I have a dataframe that looks like this:
country <- c("Canada", "US", "Japan", "China")
url <- c("http://en.wikipedia.org/wiki/United_States", "http://en.wikipedia.org/wiki/Canada",
"http://en.wikipedia.org/wiki/Japan", "http://en.wikipedia.org/wiki/China")
df <- data.frame(country, url)
country link
1 Canada http://en.wikipedia.org/wiki/United_States
2 US http://en.wikipedia.org/wiki/Canada
3 Japan http://en.wikipedia.org/wiki/Japan
4 China http://en.wikipedia.org/wiki/China
Using rvest
I'd like to scrape the table of contents for each url and bind them to one single output.
This code extracts the table of contents for one url:
library(rvest)
toc <- html(url) %>%
html_nodes(".toctext") %>%
html_text()
Desired Output:
country toc
US Etymology
History
Native American and European contact
Settlements
...
Canada Etymology
History
Aboriginal peoples
European colonization
...etc
This will scrape them into a full data frame (one row per TOC entry). Tedious-but-straightforward "print/output" code left to the OP:
library(rvest)
library(dplyr)
country <- c("Canada", "US", "Japan", "China")

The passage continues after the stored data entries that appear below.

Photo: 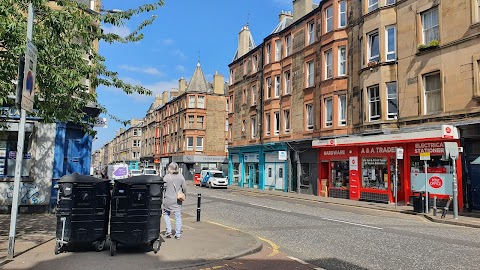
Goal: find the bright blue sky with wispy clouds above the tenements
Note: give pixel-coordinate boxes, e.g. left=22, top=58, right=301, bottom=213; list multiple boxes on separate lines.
left=93, top=0, right=294, bottom=150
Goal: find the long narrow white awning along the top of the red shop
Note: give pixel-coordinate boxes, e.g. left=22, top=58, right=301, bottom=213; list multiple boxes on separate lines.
left=312, top=125, right=460, bottom=148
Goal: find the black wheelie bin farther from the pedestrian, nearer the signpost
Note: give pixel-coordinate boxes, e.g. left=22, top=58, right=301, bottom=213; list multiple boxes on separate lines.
left=55, top=173, right=111, bottom=254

url <- c("http://en.wikipedia.org/wiki/United_States",
"http://en.wikipedia.org/wiki/Canada",
"http://en.wikipedia.org/wiki/Japan",
"http://en.wikipedia.org/wiki/China")
df <- data.frame(country, url)
bind_rows(lapply(url, function(x) {
data.frame(url=x, toc_entry=toc <- html(url[1]) %>%
html_nodes(".toctext") %>%
html_text())
})) -> toc_entries
df <- toc_entries %>% left_join(df)
df[sample(nrow(df), 10),]
## Source: local data frame [10 x 3]
##
## url toc_entry country
## 1 http://en.wikipedia.org/wiki/Japan Government finance Japan
## 2 http://en.wikipedia.org/wiki/Canada Cold War and civil rights era US
## 3 http://en.wikipedia.org/wiki/United_States Food Canada
## 4 http://en.wikipedia.org/wiki/Japan Sports Japan
## 5 http://en.wikipedia.org/wiki/Canada Religion US
## 6 http://en.wikipedia.org/wiki/China Cold War and civil rights era China
## 7 http://en.wikipedia.org/wiki/Japan Literature, philosophy, and the arts Japan
## 8 http://en.wikipedia.org/wiki/United_States Population Canada
## 9 http://en.wikipedia.org/wiki/Japan Settlements Japan
## 10 http://en.wikipedia.org/wiki/Canada Military US